MAJOR JONES: I put it to you that you knew quite well of this regime of terror but continued to serve in it until the last. Is that not so?
LAMMERS: What regime of terror? The concentration camp system existed. I knew that; everyone knew that.
MAJOR JONES: But that did not trouble your conscience, I take it.
LAMMERS: That they existed? I submitted my proposals with regard to the concentration camps to the Führer; and he excluded me from the entire question as early as 1934 after I had made suggestions to him about concentration camps, and turned the whole matter over to Himmler to whom I had to transmit all complaints about concentration camps. I had nothing whatever to do with concentration camps except when I received complaints which I considered as being addressed to the Führer. I pursued them as far as was possible and had them remedied in part.

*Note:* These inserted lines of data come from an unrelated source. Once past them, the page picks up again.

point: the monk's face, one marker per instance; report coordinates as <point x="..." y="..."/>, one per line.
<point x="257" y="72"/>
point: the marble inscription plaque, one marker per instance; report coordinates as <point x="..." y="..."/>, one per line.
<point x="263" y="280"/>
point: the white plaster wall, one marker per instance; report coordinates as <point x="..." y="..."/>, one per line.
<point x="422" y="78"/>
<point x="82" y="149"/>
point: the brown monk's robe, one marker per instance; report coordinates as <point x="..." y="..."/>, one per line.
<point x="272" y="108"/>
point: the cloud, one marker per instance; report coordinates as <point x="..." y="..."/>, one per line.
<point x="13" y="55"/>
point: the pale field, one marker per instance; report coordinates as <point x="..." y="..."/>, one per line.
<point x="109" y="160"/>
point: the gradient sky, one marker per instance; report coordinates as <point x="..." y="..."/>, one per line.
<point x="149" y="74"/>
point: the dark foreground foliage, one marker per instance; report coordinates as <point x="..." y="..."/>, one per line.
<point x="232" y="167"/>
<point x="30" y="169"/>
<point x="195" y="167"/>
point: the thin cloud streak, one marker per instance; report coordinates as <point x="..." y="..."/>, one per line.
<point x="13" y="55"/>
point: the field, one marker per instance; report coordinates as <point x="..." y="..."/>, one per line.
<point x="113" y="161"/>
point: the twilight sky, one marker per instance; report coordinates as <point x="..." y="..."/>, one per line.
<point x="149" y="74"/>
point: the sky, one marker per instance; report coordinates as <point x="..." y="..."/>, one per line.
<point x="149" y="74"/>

MAJOR JONES: You, of course, were an SS Obergruppenführer. Perhaps you did not recognize terror when you heard and saw it.
LAMMERS: I was SS Obergruppenführer, which was an honorary rank, just as I said before of Seyss-Inquart. I performed no official duties in the SS; I had no command, no authority, or anything.
MAJOR JONES: And you profited considerably, you and your Nazi colleagues, from this regime, did you not? You, as the Comptroller of the Reich Chancellery funds, can probably assist us in that matter.
LAMMERS: What did I have? Considerable what?
MAJOR JONES: Funds, money, marks, Reichsmark.
LAMMERS: Yes. I had an income, naturally.